Why does this matter?
- Speed and accessibility: Building a 3D scene by hand can take days. This system can turn a single image into a usable, editable 3D scene in minutes, dramatically speeding up creative work in film, TV, AR/VR, and games.
- Physical realism: The floor alignment and background creation make scenes more believable, which helps with realistic shadows, lighting, and simulations.
- Modular and future-proof: The system plugs together several existing AI tools.

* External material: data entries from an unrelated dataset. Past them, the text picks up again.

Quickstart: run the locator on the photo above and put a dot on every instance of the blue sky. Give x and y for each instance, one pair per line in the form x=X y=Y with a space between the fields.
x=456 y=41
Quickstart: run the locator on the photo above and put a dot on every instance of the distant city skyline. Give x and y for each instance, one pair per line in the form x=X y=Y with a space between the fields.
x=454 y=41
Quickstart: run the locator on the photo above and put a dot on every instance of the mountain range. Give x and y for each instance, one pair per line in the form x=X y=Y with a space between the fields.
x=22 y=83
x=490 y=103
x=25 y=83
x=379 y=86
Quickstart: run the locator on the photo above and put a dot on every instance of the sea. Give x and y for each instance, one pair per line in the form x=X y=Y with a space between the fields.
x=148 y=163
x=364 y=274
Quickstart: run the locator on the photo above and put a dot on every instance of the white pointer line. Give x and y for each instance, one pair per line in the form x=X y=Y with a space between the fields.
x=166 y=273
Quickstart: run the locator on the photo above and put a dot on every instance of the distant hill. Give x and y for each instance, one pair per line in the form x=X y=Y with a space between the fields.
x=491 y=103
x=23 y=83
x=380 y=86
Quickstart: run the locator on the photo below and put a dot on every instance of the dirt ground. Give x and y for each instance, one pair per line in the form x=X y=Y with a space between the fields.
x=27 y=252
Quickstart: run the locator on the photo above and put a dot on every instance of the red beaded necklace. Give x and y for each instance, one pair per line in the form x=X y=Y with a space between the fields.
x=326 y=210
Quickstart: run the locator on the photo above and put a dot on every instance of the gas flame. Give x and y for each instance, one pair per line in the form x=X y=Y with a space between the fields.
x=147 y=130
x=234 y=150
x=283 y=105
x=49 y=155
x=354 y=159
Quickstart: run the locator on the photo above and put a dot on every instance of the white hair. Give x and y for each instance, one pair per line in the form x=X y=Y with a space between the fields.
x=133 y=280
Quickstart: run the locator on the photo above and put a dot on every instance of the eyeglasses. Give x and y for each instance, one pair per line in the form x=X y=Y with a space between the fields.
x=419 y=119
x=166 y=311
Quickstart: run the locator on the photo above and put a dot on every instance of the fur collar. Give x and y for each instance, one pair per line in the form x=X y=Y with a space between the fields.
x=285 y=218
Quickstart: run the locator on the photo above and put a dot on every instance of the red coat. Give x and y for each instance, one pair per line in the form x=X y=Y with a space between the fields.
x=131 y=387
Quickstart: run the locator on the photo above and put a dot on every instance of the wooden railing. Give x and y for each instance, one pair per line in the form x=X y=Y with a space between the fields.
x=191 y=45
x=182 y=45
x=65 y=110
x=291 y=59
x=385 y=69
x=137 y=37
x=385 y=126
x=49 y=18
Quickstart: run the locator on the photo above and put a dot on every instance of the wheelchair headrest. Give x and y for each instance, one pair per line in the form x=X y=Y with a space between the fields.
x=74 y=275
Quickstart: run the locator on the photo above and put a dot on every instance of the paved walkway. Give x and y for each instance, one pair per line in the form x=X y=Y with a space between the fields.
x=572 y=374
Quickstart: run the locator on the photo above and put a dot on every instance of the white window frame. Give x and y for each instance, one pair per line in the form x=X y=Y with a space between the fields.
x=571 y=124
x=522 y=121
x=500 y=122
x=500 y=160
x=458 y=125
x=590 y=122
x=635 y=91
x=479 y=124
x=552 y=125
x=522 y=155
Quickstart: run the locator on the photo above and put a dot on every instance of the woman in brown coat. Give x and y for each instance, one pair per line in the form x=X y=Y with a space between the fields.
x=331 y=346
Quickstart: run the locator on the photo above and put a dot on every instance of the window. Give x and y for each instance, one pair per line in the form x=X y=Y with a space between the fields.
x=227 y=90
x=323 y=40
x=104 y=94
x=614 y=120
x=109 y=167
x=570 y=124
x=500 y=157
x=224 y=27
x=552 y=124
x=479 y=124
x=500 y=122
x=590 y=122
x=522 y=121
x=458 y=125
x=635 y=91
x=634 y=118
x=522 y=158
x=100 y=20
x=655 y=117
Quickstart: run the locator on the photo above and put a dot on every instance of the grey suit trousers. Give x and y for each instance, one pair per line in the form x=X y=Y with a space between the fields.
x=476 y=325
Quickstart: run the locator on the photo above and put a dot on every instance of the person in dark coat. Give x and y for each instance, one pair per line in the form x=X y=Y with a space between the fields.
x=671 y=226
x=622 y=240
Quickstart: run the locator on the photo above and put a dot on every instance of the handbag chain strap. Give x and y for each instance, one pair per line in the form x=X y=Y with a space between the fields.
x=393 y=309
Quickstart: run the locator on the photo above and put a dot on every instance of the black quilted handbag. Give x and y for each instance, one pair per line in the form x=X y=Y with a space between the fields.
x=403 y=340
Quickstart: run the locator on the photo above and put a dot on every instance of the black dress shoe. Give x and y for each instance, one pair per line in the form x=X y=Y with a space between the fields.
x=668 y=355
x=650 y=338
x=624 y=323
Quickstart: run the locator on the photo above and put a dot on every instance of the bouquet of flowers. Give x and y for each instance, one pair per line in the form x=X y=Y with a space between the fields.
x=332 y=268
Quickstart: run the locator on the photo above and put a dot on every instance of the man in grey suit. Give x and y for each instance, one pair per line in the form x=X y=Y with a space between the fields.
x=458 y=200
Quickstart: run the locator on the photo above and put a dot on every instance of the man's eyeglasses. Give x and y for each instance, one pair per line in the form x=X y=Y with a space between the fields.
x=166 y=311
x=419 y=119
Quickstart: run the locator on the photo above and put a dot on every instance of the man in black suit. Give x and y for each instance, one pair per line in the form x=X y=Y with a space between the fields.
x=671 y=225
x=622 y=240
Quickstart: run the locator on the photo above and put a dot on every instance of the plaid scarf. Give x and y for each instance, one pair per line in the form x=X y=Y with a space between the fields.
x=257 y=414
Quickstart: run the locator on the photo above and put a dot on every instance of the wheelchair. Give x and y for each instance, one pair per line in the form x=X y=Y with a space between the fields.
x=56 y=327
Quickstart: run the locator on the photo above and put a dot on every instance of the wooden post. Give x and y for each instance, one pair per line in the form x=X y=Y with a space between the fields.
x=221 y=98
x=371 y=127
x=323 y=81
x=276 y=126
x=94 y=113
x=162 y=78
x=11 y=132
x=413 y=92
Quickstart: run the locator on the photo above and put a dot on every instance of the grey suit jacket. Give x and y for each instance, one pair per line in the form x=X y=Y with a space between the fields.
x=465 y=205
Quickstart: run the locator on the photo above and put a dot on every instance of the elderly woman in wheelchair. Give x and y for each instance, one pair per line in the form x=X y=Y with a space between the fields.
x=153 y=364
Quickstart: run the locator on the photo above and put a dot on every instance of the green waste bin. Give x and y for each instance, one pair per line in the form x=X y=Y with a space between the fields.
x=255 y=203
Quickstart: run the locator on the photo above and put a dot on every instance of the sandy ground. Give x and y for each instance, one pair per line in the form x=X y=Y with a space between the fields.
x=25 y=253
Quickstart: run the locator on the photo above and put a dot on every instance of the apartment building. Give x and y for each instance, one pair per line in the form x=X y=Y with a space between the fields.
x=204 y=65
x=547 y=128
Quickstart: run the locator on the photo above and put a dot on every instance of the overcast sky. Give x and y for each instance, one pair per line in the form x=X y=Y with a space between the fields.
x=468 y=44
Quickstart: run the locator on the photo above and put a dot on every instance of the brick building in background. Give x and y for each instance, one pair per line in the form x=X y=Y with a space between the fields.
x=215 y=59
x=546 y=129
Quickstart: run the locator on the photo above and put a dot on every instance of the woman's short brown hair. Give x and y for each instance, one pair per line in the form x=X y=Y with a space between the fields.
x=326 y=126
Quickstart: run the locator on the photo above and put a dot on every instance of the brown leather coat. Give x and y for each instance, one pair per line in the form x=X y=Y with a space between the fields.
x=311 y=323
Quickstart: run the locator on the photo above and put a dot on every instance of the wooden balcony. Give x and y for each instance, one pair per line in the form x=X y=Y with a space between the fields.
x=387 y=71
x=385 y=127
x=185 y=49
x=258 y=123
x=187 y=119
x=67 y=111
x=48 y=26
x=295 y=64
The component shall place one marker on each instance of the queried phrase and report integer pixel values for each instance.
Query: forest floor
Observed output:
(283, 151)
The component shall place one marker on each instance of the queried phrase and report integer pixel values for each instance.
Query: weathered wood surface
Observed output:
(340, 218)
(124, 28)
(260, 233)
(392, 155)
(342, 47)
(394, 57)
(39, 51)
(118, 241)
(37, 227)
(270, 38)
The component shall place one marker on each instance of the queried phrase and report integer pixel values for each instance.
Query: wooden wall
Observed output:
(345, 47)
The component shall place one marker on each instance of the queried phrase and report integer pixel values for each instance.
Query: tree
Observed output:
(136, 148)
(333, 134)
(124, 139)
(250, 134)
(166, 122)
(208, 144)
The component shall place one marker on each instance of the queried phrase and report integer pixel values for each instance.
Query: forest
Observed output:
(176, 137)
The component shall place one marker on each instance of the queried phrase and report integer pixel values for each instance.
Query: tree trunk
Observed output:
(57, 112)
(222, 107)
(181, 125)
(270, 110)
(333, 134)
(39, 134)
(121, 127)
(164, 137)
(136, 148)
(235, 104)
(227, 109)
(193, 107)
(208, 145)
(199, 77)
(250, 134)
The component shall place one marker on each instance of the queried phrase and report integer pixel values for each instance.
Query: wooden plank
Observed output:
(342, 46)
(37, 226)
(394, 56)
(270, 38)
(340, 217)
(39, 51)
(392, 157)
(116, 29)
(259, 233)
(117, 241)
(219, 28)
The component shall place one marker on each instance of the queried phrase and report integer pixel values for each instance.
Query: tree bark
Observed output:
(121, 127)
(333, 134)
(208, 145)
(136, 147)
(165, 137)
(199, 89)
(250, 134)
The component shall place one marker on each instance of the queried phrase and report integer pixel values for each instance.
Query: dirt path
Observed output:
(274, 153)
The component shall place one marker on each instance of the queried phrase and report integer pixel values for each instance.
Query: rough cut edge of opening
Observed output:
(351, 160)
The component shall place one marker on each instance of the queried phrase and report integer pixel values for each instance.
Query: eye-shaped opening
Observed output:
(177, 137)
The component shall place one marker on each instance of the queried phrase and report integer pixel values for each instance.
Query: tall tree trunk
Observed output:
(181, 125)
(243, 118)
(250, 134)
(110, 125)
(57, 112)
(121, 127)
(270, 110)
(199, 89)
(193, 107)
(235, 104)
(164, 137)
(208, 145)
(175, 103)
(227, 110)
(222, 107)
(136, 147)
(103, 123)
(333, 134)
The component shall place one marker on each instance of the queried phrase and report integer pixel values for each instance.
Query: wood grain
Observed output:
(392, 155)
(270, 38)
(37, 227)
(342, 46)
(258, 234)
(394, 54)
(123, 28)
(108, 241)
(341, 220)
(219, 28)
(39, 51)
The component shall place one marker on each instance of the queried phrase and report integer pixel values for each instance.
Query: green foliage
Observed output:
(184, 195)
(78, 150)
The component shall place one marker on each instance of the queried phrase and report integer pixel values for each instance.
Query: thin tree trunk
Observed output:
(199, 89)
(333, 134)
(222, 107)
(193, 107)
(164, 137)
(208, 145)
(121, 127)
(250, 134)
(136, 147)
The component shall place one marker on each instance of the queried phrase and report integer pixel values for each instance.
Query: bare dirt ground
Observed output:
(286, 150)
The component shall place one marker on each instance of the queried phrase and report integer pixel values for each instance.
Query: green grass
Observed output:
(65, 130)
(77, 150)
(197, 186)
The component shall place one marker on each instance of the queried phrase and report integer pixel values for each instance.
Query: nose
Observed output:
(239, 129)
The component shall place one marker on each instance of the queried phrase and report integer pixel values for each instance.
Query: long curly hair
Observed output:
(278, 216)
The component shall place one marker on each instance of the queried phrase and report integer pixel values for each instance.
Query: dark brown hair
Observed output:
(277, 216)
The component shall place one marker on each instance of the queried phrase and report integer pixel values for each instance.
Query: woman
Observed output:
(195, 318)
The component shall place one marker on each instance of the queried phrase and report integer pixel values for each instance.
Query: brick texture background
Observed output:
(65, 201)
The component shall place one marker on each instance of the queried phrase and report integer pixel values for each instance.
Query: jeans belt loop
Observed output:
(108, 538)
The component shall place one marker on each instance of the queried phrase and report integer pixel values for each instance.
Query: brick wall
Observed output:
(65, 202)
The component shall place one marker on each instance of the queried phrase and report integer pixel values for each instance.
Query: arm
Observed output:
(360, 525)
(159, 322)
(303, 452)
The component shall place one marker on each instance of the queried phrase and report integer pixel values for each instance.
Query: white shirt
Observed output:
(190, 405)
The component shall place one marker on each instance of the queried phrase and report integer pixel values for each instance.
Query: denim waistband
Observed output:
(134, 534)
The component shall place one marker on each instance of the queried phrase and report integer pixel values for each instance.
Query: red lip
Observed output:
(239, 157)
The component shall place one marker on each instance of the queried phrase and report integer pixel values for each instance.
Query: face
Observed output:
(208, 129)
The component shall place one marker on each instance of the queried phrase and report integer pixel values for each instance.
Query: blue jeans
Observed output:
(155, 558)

As those tools improve, the whole pipeline can get better without retraining everything from scratch.
- Better creative control: Because it outputs separate objects and a clean background, artists can tweak, move, and reuse assets easily, rather than being stuck with a single baked-in scene.
In short, 3D-RE-GEN shows that combining strong existing AI models with smart guidance—context-aware inpainting and floor-aware placement—can turn a single photo into a high-quality 3D scene that looks right and is ready for real creative work.
Knowledge Gaps
Knowledge gaps, limitations, and open questions
Below is a single, consolidated list of what remains missing, uncertain, or unexplored in the paper, formulated to guide future research efforts.
- Automated mask quality control: The pipeline depends critically on GroundedSAM and manual mask refinement, but provides no automatic QA checks, uncertainty estimates, or recovery strategies for erroneous or incomplete object and floor masks.
- Floor mask derivation: The method requires a floor mask to decide between 4-DoF and 5-DoF models, yet the paper does not specify how the floor mask is obtained or validated, nor how decisions are made when the floor is heavily occluded or visually ambiguous.
- Camera recovery accuracy: VGGT-based camera estimation is central but unvalidated—no per-scene or per-object camera intrinsics/extrinsics error analysis, sensitivity to lens distortion, rolling-shutter artifacts, focal length estimation errors, or robustness to clutter/low light is provided.
- Absolute scale recovery: The evaluation normalizes point clouds to unit scale, obscuring whether the system can recover metric-accurate sizes. How to recover absolute scale reliably from a single image remains an open problem for production workflows.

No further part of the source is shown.